そういえば宮部の勉強の邪魔をしないためにバイトに入っていたから。
「お疲れ様です」
「お疲れ〜!何、テストそんなハードだった?」
バイトに顔を出すと佐倉さんが笑顔で出迎えてくれて、とりあえずその優しい笑みにホッとはした。

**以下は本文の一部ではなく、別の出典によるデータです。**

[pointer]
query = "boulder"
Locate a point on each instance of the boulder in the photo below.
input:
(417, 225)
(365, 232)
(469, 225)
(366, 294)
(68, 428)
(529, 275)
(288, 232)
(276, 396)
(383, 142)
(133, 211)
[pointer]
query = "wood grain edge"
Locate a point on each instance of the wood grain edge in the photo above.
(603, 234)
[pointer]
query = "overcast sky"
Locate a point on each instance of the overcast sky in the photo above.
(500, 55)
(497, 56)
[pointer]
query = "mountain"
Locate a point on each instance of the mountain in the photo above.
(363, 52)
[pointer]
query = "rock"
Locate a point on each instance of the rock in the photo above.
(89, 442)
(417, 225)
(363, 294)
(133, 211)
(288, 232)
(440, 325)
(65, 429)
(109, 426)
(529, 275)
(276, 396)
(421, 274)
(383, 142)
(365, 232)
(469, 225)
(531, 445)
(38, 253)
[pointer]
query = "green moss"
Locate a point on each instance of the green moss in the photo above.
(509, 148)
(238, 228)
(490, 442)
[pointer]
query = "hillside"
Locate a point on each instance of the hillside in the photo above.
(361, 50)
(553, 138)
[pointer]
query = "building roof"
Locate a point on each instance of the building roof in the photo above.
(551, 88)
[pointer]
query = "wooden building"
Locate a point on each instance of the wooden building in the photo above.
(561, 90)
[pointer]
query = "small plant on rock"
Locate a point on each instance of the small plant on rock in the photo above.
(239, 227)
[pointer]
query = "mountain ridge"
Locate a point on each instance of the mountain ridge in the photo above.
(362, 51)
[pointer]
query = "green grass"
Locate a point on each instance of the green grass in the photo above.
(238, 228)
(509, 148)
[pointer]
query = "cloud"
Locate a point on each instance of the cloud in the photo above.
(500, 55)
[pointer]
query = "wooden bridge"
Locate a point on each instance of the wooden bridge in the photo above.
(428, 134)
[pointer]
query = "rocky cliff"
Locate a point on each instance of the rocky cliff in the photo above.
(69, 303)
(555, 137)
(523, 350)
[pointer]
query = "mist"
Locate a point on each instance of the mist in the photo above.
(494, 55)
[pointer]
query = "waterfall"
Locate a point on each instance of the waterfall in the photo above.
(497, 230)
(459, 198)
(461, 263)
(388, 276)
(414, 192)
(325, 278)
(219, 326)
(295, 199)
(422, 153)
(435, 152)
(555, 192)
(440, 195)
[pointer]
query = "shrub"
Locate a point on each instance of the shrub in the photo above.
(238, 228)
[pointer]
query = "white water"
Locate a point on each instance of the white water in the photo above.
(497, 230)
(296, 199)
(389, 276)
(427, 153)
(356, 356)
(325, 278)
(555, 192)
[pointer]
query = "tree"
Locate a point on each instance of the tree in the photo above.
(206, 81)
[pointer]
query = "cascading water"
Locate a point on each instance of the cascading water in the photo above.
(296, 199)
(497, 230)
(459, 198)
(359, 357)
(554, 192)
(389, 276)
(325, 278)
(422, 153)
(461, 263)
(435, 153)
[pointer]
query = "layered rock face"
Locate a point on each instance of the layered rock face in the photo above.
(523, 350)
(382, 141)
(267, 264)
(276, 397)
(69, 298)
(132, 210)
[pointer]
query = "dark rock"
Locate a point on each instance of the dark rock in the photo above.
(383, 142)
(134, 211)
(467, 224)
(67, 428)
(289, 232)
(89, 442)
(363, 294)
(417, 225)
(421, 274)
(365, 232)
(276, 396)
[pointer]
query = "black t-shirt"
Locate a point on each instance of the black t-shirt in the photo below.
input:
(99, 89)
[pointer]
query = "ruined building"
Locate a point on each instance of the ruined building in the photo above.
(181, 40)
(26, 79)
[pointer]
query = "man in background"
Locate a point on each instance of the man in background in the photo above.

試験期間に合わせてバイトも減らしていたため、久々で少し緊張もしていたらしい。
「宮くんも元気?」
ポンッと肩を叩かれて跳ねてしまうと、佐倉さんとキッチンに居た創介さんに笑われた。
「その様子だと……まだ、だねぇ」
ニヤリとされて俺は曖昧に笑ってトレーにソーサーやスプーンをセットする。
「ん、Aの三」
創介さんが出してくれたコーヒーカップ二つとドーナツ二つを持って俺は逃げるようにフロアに向かった。
「あら、ルイくん大学の試験は終わったの?」
「はい!結果はちょっと不安ですけどねぇ!」
笑いながらテーブルにセットしていくと、常連の二人は微笑んで店内を見回す。
「勉強は大事だけどね。寂しかったわ」
「ルイくんもミヤくんも、もうこのお店にはなくてはならない存在でしょう?」
こんなこと言ってもらえるなんて……素直に嬉しい。
「宮部も明日試験終わるんで、確か明後日はバイト来ますよ」
「それは楽しみね」
常連さんの笑顔を見て俺はほっこりしながら仕事を続けた。